How are Personal Injury Cases Settled?
Unlike criminal cases, which are initiated by the government, a formal personal injury case typically starts when a private individual (the "plaintiff") files a civil "complaint" against another person, business, corporation, or government agency (the "defendant"), alleging that they acted carelessly or irresponsibly in connection with an accident or injury that caused harm. This action is known as "filing a lawsuit".
In reality, most disputes over fault for an accident or injury are resolved through informal early settlement, usually among those personally involved in the dispute, their insurers, and attorneys representing both sides.
A settlement commonly takes the form of negotiation, followed by a written agreement in which both sides forgo any further action (such as a lawsuit), choosing instead to resolve the matter through payment of an agreeable amount of money.
The "middle ground" between a lawsuit and an informal settlement is alternative dispute resolution procedures like mediation and arbitration.
Mediation is a non-binding process in which the Mediator (typically a retired judge or experienced attorney) works to achieve a mutual resolution of the case by reviewing the case independently with each party and discussing the strengths and weaknesses.

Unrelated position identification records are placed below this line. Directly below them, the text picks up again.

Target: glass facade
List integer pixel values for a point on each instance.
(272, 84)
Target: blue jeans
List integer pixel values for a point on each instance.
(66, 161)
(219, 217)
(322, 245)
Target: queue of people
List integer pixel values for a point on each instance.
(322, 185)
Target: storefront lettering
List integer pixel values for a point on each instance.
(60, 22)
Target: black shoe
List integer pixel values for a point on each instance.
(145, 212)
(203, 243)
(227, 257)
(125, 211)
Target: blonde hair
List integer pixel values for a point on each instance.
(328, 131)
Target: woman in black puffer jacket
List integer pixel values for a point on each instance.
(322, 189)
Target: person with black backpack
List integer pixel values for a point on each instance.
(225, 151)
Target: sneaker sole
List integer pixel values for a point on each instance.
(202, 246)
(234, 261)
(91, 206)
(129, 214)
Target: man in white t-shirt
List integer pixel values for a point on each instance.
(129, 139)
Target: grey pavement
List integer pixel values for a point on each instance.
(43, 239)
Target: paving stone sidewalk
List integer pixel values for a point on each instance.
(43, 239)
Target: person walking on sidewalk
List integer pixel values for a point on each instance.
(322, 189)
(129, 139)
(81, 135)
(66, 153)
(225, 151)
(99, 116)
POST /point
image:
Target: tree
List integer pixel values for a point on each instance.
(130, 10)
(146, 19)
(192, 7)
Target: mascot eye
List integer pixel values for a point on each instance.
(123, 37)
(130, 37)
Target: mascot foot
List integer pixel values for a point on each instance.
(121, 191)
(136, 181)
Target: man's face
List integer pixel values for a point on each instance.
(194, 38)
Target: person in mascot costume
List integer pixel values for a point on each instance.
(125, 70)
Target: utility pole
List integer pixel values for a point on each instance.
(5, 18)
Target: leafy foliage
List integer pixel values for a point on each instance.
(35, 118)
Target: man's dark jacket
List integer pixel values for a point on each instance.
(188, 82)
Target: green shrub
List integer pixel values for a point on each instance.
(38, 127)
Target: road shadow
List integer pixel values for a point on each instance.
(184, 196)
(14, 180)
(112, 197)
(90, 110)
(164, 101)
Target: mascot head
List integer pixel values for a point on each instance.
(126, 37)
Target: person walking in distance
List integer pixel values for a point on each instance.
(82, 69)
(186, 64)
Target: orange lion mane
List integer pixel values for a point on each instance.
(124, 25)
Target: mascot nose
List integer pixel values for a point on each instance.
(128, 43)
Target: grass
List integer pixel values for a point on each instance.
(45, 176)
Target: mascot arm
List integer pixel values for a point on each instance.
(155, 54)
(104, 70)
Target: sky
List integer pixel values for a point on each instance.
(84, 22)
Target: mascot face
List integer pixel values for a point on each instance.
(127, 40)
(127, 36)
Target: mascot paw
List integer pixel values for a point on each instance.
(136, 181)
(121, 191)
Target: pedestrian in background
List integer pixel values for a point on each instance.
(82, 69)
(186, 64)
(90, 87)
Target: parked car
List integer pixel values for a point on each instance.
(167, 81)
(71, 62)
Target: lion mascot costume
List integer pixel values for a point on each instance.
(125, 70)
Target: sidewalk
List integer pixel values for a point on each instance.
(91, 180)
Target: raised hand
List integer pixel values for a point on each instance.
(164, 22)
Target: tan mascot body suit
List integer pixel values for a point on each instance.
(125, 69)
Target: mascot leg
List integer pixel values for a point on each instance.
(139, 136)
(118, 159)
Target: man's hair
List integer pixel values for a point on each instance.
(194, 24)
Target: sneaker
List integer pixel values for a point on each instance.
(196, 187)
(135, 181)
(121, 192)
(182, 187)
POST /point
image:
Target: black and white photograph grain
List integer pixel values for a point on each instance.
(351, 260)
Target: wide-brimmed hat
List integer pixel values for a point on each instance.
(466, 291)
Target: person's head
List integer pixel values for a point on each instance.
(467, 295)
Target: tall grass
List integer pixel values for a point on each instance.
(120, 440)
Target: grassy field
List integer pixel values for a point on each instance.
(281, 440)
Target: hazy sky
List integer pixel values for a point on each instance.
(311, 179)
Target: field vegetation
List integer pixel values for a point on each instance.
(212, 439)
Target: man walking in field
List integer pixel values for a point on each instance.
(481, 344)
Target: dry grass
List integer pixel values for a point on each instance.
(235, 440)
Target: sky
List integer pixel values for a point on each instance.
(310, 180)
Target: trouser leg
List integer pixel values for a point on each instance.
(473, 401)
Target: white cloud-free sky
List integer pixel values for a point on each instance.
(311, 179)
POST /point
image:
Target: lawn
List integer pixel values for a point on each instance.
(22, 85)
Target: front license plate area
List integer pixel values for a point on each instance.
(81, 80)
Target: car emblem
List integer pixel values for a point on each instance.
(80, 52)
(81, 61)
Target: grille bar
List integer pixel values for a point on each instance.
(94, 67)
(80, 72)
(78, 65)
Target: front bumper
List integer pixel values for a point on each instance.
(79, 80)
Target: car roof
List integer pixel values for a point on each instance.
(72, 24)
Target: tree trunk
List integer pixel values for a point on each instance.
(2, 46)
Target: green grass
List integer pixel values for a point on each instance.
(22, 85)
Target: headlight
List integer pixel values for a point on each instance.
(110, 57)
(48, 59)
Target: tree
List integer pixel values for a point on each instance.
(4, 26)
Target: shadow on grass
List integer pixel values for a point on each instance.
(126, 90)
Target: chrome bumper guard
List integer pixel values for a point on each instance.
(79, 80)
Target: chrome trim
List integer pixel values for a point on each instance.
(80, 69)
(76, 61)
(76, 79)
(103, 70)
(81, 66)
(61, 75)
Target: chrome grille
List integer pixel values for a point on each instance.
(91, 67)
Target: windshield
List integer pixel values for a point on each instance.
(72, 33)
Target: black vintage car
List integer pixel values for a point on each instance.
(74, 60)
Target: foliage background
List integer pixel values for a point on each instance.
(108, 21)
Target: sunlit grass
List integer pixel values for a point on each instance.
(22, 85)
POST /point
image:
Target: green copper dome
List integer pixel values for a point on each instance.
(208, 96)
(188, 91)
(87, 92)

Mediation is successful in resolving a large percentage of cases. The session is very informal and non-threatening. Frequently, other evidence is submitted such as medical reports and records and accident reports. You will not have to testify, but may be informally asked a few questions, or for a brief explanation.
If the case is not settled at Mediation, the case would then continue through the normal course of the litigation process.
Arbitration is binding and will provide a final result of your case. The Arbitrator makes a decision to award damages, or not to award damages, based upon the evidence presented.
If a damages award is made, the Arbitrator will determine
the amount of the award. Arbitration should for all practical purposes be considered final since there is generally no appeal from an Arbitration award.